After California, no state boasts more productive and diverse agriculture than Michigan. If you want proof, just look at the farmers’ markets — more than 200 now operate in Michigan — or take a drive along Fruit Ridge and see the miles of apple, cherry, and peach orchards stretching from Walker to Grant.

When the West Michigan Agricultural Education Center offered to loan us a portion of their land, we welcomed the opportunity. For a Food Bank feeding hungry people in one of the world’s richest farming regions, a better question might be, Why not farm?

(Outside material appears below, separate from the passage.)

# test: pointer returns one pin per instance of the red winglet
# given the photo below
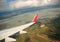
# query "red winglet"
(35, 18)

Beyond simply making good sense, there are a number of reasons Feeding America West Michigan chose to start farming:

  • • Health. When struggling families are trying to feed their children, they’re looking for the most calories for the lowest price. In our culture, that usually means high-sodium, low-nutrient, sugar-packed processed foods. By growing our own vegetables, we can to do our part to make sure that everyone has access to healthy food, no matter how much money they make.
  • • Stewardship. By growing food locally, we’re taking a stand for the environment. Food produced close to where it’s consumed often requires less fuel, less packaging, and fewer preservatives than food shipped in from across the country. Reducing the environmental impact of our food system has always been central to our work. Last year alone, we saved nearly 24 million pounds of good food from going to waste.
  • • A Dependable Source. Every summer and fall, our volunteers head out to local farms and glean the produce that remains after the harvest. While this is a great way to gather nutritious, farm-fresh produce for our clients, and we eagerly anticipate these opportunities every year, due to the nature of gleaning, we typically only have a couple days to coordinate the event. Growing our own crops allows us to plan for the harvest months in advance, making sure that none of that food goes to waste.
  • • Taste. Have you ever eaten a handful of blueberries right off the bush? Or been taken aback by how sweet your spaghetti sauce tastes when you use tomatoes from the farmers’ market? If so, you won’t need us to convince you that nothing really comes close to homegrown fruits and vegetables. Shouldn’t those in need have access to the same kind of high quality local food the rest of us enjoy?